Auswirkungen der neuen Norm auf interne Audits
Eine wichtige Aufgabe der Unternehmensleitung besteht in der Führung der Mitarbeiter durch Zielvereinbarungen und in der ständigen Verbesserung der Prozesseffizienz; sie soll bei Bedarf steuernd eingreifen. Aus dieser Situation ergeben sich für das interne Audit neue Aufgabenstellungen. Der Schwerpunkt liegt nicht mehr in der Frage, ob festgelegte Regelungen eingehalten werden, sondern vielmehr in der Frage, wie die Prozesseffizienz (also der wirtschaftliche Aspekt des Managementsystems) verbessert werden kann. Die Unterstützung des ständigen Verbesserungsprozesses durch geeignete Informationen an die Führungskräfte muss also das Ziel von internen Audits der Zukunft sein, wenn sie noch Sinn ergeben sollen.
Sie müssen sich deshalb an den Prozessabläufen orientieren und sowohl deren Effektivität (Wirksamkeit) als auch Effizienz (Wirtschaftlichkeit) im Auge haben.
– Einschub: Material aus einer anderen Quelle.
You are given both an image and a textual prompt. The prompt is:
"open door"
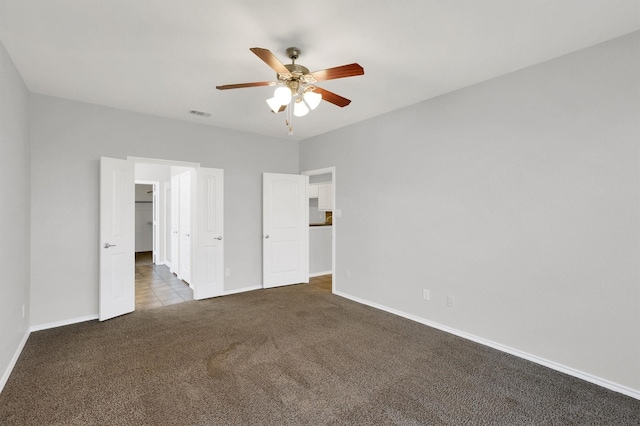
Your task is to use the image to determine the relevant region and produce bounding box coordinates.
[98,157,135,321]
[178,170,193,287]
[192,167,224,300]
[170,175,180,275]
[262,173,309,288]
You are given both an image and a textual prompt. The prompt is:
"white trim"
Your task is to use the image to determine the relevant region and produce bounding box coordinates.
[221,285,262,296]
[31,315,98,332]
[334,290,640,400]
[301,166,342,293]
[127,156,200,168]
[0,330,31,392]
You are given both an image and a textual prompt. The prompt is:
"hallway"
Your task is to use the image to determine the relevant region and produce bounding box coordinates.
[135,252,193,309]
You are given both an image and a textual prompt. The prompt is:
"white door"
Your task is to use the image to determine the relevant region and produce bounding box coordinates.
[98,157,135,321]
[262,173,309,288]
[178,171,191,284]
[170,175,180,275]
[192,167,224,300]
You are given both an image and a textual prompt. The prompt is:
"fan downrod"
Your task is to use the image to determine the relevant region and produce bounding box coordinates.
[286,47,302,64]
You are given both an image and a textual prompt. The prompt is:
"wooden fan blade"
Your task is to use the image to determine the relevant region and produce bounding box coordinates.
[249,47,289,73]
[313,87,351,108]
[216,81,277,90]
[311,64,364,81]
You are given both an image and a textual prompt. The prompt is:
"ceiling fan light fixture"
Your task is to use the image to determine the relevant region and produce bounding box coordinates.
[267,96,282,114]
[273,86,291,105]
[304,91,322,110]
[293,98,309,117]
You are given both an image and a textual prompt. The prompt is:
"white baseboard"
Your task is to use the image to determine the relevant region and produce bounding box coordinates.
[31,315,98,332]
[222,285,262,296]
[0,330,31,392]
[334,291,640,400]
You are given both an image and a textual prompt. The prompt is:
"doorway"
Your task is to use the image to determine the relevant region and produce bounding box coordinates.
[301,167,341,292]
[98,157,224,321]
[135,181,193,309]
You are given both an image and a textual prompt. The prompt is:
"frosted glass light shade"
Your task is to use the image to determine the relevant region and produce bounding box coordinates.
[304,92,322,109]
[273,86,291,105]
[267,96,282,113]
[293,101,309,117]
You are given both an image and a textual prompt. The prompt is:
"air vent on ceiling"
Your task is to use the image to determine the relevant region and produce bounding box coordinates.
[189,109,211,117]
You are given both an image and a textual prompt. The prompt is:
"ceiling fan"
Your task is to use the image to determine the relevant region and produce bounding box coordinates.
[216,47,364,135]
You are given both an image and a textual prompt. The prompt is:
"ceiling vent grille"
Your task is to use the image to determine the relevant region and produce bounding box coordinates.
[189,109,211,117]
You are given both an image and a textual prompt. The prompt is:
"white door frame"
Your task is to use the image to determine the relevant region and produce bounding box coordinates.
[134,180,160,265]
[300,166,342,293]
[160,181,173,269]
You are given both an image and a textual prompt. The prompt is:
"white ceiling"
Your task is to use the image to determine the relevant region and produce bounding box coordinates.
[0,0,640,140]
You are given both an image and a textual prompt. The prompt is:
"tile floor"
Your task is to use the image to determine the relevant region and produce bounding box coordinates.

Das Bild zeigt, wie jeder Prozess mit nicht erwünschten Blind- und Fehlleistungsanteilen behaftet ist; diese Anteile steigen mit der Größe des Unternehmens und es gilt, diese zu minimieren (Blindleistung) bzw. zu eliminieren (Fehlleistung).
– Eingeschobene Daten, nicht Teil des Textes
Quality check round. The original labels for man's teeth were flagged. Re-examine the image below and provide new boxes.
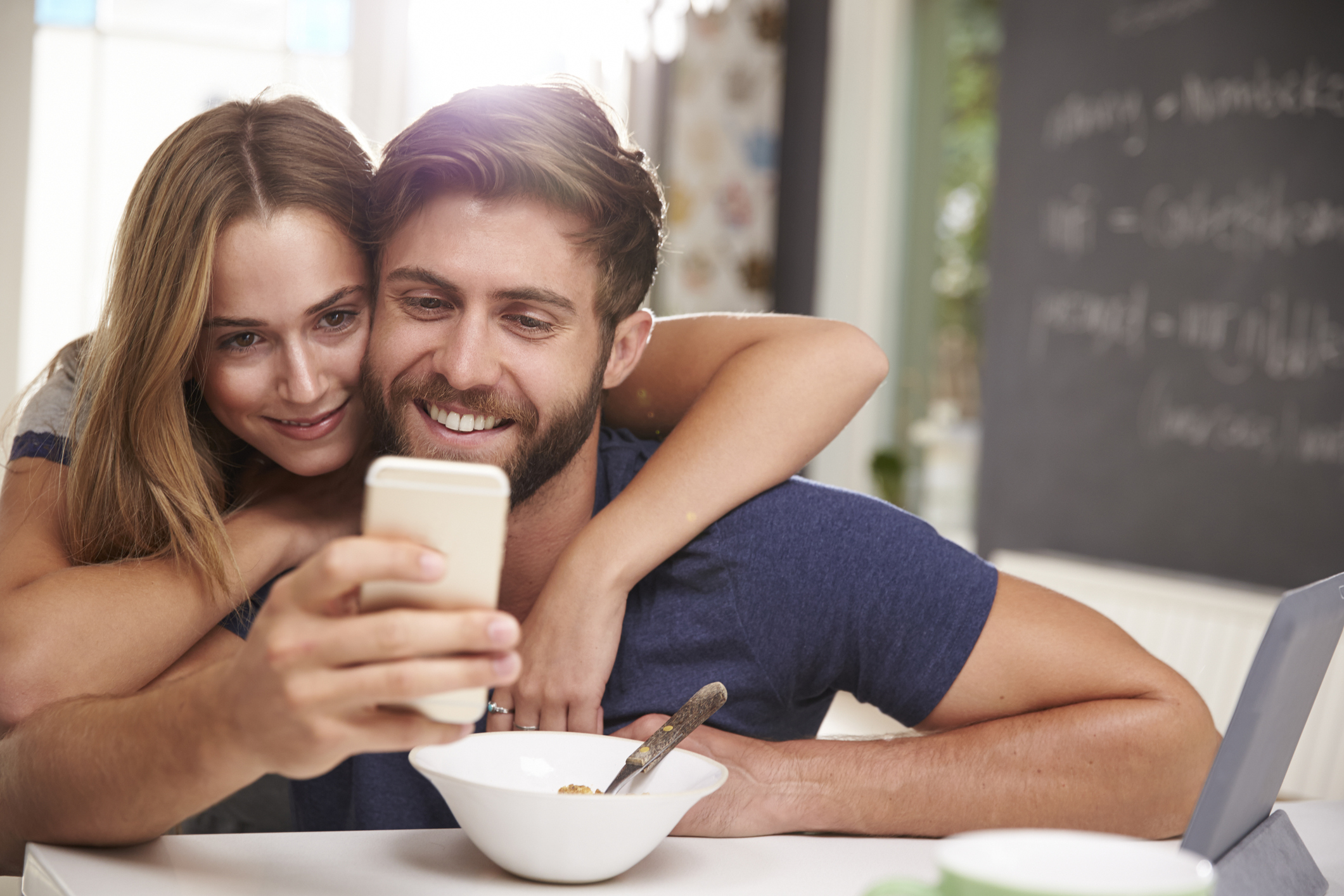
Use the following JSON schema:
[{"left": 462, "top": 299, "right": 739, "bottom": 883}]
[{"left": 425, "top": 402, "right": 504, "bottom": 433}]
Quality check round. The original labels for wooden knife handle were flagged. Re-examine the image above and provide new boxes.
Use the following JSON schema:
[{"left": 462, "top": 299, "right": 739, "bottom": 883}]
[{"left": 625, "top": 681, "right": 729, "bottom": 771}]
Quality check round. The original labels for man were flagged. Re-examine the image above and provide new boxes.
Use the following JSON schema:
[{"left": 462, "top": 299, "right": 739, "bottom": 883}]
[
  {"left": 302, "top": 87, "right": 1218, "bottom": 836},
  {"left": 0, "top": 86, "right": 1218, "bottom": 867}
]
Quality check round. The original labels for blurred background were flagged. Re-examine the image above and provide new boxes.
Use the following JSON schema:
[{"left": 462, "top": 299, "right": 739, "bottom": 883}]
[{"left": 0, "top": 0, "right": 1344, "bottom": 798}]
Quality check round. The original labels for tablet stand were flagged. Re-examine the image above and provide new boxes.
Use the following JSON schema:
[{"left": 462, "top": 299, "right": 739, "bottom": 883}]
[{"left": 1215, "top": 809, "right": 1329, "bottom": 896}]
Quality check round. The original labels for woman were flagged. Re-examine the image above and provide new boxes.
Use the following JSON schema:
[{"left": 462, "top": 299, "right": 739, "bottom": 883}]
[{"left": 0, "top": 97, "right": 886, "bottom": 731}]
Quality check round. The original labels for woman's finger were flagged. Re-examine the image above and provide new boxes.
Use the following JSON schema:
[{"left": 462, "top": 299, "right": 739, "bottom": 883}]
[
  {"left": 541, "top": 703, "right": 570, "bottom": 731},
  {"left": 297, "top": 610, "right": 518, "bottom": 666},
  {"left": 509, "top": 688, "right": 542, "bottom": 731},
  {"left": 302, "top": 653, "right": 519, "bottom": 712},
  {"left": 273, "top": 536, "right": 446, "bottom": 613},
  {"left": 568, "top": 703, "right": 602, "bottom": 735},
  {"left": 485, "top": 688, "right": 513, "bottom": 731}
]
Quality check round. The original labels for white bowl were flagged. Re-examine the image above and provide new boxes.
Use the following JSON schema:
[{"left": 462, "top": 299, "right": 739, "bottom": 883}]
[{"left": 411, "top": 731, "right": 729, "bottom": 884}]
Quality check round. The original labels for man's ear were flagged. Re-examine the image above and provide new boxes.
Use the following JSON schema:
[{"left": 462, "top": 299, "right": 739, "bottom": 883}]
[{"left": 602, "top": 307, "right": 653, "bottom": 388}]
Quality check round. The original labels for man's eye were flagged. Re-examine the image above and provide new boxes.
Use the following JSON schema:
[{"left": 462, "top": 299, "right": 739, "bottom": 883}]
[{"left": 513, "top": 314, "right": 551, "bottom": 333}]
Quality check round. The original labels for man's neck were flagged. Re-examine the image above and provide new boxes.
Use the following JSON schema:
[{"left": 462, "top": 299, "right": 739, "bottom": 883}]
[{"left": 500, "top": 421, "right": 599, "bottom": 622}]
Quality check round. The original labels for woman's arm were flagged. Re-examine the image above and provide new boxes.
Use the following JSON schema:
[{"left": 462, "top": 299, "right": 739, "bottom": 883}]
[
  {"left": 490, "top": 314, "right": 887, "bottom": 731},
  {"left": 0, "top": 458, "right": 354, "bottom": 731}
]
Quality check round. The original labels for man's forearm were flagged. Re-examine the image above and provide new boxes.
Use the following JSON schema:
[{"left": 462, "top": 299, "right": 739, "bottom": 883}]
[
  {"left": 0, "top": 663, "right": 265, "bottom": 873},
  {"left": 769, "top": 698, "right": 1218, "bottom": 837}
]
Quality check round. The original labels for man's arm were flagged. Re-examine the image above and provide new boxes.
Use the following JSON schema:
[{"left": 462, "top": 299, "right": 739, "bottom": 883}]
[
  {"left": 621, "top": 573, "right": 1219, "bottom": 837},
  {"left": 0, "top": 539, "right": 519, "bottom": 873}
]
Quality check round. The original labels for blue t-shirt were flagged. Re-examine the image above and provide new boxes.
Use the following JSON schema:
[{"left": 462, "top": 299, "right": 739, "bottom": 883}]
[{"left": 267, "top": 430, "right": 997, "bottom": 830}]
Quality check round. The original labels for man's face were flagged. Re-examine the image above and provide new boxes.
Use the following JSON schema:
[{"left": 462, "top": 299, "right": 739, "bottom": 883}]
[{"left": 364, "top": 193, "right": 608, "bottom": 504}]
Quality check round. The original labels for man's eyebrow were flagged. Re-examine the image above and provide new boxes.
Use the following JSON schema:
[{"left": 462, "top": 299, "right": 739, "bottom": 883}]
[
  {"left": 304, "top": 283, "right": 364, "bottom": 317},
  {"left": 387, "top": 267, "right": 461, "bottom": 294},
  {"left": 495, "top": 286, "right": 578, "bottom": 314}
]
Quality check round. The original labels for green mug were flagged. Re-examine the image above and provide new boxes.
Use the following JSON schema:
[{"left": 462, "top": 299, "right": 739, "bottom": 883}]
[{"left": 867, "top": 830, "right": 1213, "bottom": 896}]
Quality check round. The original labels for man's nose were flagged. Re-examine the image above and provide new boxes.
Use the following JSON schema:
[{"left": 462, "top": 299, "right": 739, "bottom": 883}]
[
  {"left": 278, "top": 341, "right": 325, "bottom": 404},
  {"left": 434, "top": 314, "right": 500, "bottom": 392}
]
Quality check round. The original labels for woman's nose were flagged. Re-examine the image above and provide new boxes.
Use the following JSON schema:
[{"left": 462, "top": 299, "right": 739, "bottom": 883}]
[{"left": 279, "top": 345, "right": 325, "bottom": 404}]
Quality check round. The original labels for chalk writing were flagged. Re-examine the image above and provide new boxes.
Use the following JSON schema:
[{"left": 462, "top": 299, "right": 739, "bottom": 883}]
[
  {"left": 1040, "top": 184, "right": 1097, "bottom": 258},
  {"left": 1138, "top": 372, "right": 1281, "bottom": 461},
  {"left": 1031, "top": 283, "right": 1148, "bottom": 360},
  {"left": 1106, "top": 0, "right": 1213, "bottom": 37},
  {"left": 1028, "top": 288, "right": 1344, "bottom": 385},
  {"left": 1139, "top": 175, "right": 1344, "bottom": 258},
  {"left": 1138, "top": 371, "right": 1344, "bottom": 466},
  {"left": 1040, "top": 90, "right": 1148, "bottom": 156},
  {"left": 1042, "top": 173, "right": 1344, "bottom": 258},
  {"left": 1155, "top": 59, "right": 1344, "bottom": 125},
  {"left": 1040, "top": 59, "right": 1344, "bottom": 156}
]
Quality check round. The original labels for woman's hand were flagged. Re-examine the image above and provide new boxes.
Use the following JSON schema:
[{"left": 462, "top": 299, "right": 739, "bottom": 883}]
[{"left": 487, "top": 540, "right": 629, "bottom": 733}]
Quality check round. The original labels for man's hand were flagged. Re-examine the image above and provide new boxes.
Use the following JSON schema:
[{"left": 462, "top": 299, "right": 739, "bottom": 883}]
[
  {"left": 615, "top": 715, "right": 796, "bottom": 837},
  {"left": 219, "top": 537, "right": 519, "bottom": 778},
  {"left": 487, "top": 552, "right": 626, "bottom": 735}
]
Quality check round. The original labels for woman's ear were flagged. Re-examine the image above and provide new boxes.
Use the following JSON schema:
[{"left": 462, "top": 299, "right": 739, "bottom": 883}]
[{"left": 602, "top": 307, "right": 653, "bottom": 388}]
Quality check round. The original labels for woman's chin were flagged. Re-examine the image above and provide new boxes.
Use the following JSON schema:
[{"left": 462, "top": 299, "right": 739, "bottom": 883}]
[{"left": 260, "top": 445, "right": 355, "bottom": 475}]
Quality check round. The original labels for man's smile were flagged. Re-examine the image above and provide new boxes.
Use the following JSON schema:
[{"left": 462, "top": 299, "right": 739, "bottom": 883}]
[{"left": 414, "top": 399, "right": 513, "bottom": 434}]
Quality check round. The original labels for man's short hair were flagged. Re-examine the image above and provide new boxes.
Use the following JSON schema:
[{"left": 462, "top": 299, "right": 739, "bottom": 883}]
[{"left": 371, "top": 80, "right": 663, "bottom": 336}]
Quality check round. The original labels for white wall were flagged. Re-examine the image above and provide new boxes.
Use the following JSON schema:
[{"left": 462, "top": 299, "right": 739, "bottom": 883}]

Wie müssen die internen Auditoren in Zukunft vorgehen, um den Prozesseignern Wege aufzuzeigen, wie die Prozesseffizienz verbessert werden kann?
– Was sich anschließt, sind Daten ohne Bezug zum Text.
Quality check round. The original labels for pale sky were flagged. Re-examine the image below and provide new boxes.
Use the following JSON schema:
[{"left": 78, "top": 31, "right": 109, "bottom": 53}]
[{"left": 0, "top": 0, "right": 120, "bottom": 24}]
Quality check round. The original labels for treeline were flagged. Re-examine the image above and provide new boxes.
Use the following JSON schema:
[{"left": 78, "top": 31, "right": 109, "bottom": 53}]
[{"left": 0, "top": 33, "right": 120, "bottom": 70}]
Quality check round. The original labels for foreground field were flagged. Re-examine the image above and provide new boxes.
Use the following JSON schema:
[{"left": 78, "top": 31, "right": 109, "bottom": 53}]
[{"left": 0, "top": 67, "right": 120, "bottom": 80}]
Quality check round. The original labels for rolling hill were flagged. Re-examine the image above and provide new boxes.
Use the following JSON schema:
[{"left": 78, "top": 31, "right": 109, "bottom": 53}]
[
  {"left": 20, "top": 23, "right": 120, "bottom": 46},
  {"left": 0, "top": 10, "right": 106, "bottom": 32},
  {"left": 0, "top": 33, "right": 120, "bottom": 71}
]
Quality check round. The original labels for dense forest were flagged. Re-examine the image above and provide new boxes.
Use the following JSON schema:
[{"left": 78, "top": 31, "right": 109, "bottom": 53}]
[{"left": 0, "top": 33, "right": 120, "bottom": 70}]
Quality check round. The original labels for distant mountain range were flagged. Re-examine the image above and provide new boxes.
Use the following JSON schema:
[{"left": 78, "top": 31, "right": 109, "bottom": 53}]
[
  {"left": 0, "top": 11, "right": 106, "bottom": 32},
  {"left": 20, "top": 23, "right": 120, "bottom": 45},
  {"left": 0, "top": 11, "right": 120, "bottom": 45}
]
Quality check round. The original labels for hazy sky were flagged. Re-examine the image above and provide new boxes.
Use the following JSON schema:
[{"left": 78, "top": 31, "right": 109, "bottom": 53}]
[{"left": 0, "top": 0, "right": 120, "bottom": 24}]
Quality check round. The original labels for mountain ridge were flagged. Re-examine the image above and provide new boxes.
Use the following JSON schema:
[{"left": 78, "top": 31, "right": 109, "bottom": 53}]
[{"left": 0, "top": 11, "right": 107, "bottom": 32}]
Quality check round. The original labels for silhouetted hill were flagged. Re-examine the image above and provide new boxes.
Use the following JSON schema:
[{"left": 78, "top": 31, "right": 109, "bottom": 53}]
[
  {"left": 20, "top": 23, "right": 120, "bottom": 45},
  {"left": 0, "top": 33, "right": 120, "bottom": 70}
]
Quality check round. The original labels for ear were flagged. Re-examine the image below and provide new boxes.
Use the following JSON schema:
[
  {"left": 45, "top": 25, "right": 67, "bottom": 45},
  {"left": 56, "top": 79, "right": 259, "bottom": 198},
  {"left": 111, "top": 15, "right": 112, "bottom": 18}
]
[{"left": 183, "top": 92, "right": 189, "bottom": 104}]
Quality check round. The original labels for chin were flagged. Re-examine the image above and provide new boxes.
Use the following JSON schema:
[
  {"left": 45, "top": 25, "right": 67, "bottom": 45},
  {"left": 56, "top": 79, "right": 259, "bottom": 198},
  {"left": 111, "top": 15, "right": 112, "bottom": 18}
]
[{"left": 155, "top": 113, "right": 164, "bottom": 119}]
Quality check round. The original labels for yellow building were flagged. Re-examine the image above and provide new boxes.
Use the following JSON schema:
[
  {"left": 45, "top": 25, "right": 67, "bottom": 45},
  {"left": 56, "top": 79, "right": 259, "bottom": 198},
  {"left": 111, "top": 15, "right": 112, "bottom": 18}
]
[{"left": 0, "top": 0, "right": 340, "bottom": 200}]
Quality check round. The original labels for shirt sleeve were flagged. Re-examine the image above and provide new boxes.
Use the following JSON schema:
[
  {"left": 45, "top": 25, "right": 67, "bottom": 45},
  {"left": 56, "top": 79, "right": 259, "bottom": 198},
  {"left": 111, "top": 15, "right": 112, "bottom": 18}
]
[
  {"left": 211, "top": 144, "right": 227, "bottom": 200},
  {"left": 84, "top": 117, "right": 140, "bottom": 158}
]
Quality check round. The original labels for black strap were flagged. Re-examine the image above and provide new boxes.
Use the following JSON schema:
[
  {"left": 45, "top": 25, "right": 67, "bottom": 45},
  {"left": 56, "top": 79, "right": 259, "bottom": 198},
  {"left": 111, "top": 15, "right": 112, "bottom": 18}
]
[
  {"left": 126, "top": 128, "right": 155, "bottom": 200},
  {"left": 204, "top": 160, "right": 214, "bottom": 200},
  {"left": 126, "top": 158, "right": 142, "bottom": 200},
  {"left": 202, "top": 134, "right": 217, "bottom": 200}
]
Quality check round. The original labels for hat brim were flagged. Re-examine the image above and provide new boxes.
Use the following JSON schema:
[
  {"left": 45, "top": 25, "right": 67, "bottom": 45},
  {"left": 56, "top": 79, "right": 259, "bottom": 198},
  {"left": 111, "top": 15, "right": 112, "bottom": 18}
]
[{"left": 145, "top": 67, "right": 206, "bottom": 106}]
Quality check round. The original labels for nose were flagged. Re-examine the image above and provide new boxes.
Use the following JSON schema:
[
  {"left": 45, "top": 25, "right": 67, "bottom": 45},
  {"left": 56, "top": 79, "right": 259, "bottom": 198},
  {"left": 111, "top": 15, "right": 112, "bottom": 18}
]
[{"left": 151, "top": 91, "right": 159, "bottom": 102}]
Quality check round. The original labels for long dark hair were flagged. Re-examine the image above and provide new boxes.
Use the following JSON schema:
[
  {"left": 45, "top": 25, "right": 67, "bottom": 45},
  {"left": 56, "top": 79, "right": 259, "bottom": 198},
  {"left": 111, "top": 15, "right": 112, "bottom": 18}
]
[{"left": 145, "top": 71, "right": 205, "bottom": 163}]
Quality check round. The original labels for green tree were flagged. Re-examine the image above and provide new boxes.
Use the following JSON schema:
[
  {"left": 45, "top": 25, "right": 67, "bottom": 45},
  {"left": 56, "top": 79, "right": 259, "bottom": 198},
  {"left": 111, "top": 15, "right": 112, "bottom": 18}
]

Eine Möglichkeit ist die Beurteilung der Prozesseffektivität und des Prozess – Reifegrades, der sich auch als interner Benchmarking – Wert für die einzelnen Prozesse eignet.
Fazit
Die wirtschaftliche Situation Deutschlands ist zur Zeit alles andere als zufriedenstellend. Deutschland ist bezüglich Wirtschaftswachstum Schlusslicht in Europa. Trotzdem wird die Norm ISO 9001 weiterhin mit größter Akribie verbreitet und ihre Anwendung durch Zertifizierungen in allen Branchen nachgewiesen. Hat das noch einen Nutzen? Oder geht es uns jetzt so wie England? Dort hat man Mitte der 80er Jahre versucht, durch Einführung der Zertifizierung von Managementsystemen die Qualitätsführerschaft in Europa einzunehmen. Dieses Ziel wurde bis heute nicht erreicht. Daraus lässt sich ableiten, dass Produkt- und Servicequalität nicht durch eine System-Norm erzielt wird, sondern nur durch kreative Ingenieure, gute Kaufleute und gutes Marketing sowie qualifizierte und motivierte Mitarbeiter. Und aus dem deutschen Beispiel lässt sich erkennen, dass Qualität alleine den Erfolg nicht dauerhaft sicherstellt, wenn nicht auch der wirtschaftlichste Weg dazu gewählt wird, d.h. die Kosten gesenkt werden.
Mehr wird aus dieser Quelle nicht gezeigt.